On August 21, 2017 Yu Pingan, a 36 year old Chinese national, was arrested at Los Angeles International Airport by federal agents. Yu was charged with providing hacking tools used to breach major U.S. corporations and was linked to the 2015 data breach of the U.S. Office of Personnel Management that saw the theft of security clearance records of millions of American government employees. Yu’s arrest was possible by the Computer Fraud & Abuse Act, a 2015 agreement between Chinese President Xi Jinping and President Obama to stop the theft of industrial trade secrets.

With the recent hack of Equifax potentially exposing the personal information of up to 150 million, cybercrime has been on the rise in recent years. Sophisticated cyberattacks are being carried out by nation states, such as Iran, China, Russia, and North Korea. Reflecting the growing concern, on March 1st 2017, New York’s Department of Financial Services (“DFS”) issued new cybersecurity regulations known as 23 NYCRR Part 500. The DFS, known as a leader among states in emerging compliance, wanted to be as comprehensive as possible as it imposed unprecedented obligations on covered financial institutions (about 1,900 companies with $2.9 Trillion (USD) in assets).

Developed from National Institution of Standards and Technology (“NIST”) standards, the regulation holds banks, insurers and other financial services firms strictly accountable for shielding both in-transit and at-rest data. It also regulates who is responsible for a breach, while making companies have awareness and an action plan that can ultimately be escalated to the board. The regulation forces companies to define criteria, have an incident response policy and update vendor management with minimum standards to do business with financial institutions. Covered firms will have until March 1, 2019 for full compliance with the new regulations when the two year transition period ends.

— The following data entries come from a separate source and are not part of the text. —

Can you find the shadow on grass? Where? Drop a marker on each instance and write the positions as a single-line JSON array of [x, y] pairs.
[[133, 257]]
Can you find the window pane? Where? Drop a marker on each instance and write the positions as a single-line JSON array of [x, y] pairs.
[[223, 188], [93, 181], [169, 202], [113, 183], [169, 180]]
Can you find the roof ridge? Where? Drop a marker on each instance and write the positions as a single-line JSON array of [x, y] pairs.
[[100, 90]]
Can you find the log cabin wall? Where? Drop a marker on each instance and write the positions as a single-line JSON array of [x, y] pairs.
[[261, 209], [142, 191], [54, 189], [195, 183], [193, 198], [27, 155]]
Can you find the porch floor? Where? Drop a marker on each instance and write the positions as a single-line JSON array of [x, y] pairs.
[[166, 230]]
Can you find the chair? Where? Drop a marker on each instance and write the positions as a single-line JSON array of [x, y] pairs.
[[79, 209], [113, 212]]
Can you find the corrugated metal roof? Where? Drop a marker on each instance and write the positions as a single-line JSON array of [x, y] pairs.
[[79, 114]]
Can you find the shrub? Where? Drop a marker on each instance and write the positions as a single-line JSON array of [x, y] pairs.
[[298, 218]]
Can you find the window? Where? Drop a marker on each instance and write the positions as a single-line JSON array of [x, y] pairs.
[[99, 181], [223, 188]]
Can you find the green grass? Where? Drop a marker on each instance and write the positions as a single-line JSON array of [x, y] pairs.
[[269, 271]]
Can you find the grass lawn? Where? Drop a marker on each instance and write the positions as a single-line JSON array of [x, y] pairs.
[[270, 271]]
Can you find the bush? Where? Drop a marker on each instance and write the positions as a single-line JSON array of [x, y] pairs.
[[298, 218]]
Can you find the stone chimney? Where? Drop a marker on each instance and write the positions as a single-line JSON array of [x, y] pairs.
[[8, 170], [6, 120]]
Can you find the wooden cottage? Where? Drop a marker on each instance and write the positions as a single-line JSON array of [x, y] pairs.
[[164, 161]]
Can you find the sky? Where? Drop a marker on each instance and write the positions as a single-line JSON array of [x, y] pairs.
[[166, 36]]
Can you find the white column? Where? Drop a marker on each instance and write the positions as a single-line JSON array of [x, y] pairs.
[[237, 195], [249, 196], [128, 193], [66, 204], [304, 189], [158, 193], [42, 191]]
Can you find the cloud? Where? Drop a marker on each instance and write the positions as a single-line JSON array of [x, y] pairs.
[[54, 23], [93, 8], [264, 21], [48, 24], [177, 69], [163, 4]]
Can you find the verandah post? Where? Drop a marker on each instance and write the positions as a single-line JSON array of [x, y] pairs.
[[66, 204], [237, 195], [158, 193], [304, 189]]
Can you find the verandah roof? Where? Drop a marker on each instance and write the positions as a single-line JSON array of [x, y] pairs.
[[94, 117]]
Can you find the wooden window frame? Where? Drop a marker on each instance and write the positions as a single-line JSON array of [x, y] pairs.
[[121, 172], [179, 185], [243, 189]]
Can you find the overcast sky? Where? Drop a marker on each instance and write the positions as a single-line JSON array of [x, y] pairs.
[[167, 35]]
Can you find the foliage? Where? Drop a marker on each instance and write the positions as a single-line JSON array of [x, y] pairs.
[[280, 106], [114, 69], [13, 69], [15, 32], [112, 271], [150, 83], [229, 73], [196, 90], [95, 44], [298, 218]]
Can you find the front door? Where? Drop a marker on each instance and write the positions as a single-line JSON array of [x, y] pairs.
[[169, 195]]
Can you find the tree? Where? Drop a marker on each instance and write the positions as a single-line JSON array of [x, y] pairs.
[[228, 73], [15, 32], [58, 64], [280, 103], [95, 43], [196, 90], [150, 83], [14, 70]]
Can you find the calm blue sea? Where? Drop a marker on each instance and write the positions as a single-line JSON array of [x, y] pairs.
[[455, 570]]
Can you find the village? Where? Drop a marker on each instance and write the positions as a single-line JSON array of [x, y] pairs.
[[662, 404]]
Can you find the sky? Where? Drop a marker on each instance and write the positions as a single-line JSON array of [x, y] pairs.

Four Key Areas, Similar to AML Regulations

To stay compliant with the new regulation financial firms will need to address four key areas: adopt a cyber security policy, establish a cyber security program, appoint a Chief Information Security Officer (“CISO”), and manage third party service providers which will include annual penetration tests and bi-annual vulnerability assessments. The criteria used to regulate the risk is similar to requirements under BSA/AML regulations.

Under the new DFS scheme, company representatives must certify compliance with the regulations on an annual basis, which if done otherwise could provide the basis for possible claims that could be made against the regulated firms for breach of such certification. Enforcement falls under the New York Banking Law, New York Insurance Law and laws that contain individual civil and criminal penalties for intentionally making false statements to the DFS. Covered firms operating as a regulated entity of the DFS will be faced with a multitude of responsibilities in order to fulfill their compliance requirements under the new rules. They will be required to map internal and external products and devices that store data, in addition to keeping a log and requiring that company equipment used will be covered under a data security policy while ensuring data encryption is utilized. The regulation is forcing covered entities that are required to submit the first certification after the effective start date in February 2018 to future-proof their businesses by enacting policies now. And, as a reaction to delayed notification from past cyber breaches, the new regulation also requires that covered firms notify authorities within 72 hours.

There is a strong probability that New York’s cybersecurity regulation will influence state and federal cybersecurity regulations in the near future. How financial institutions react to this burgeoning issue will depend on their willingness to invest in the resources necessary to mitigate its cyber security risks.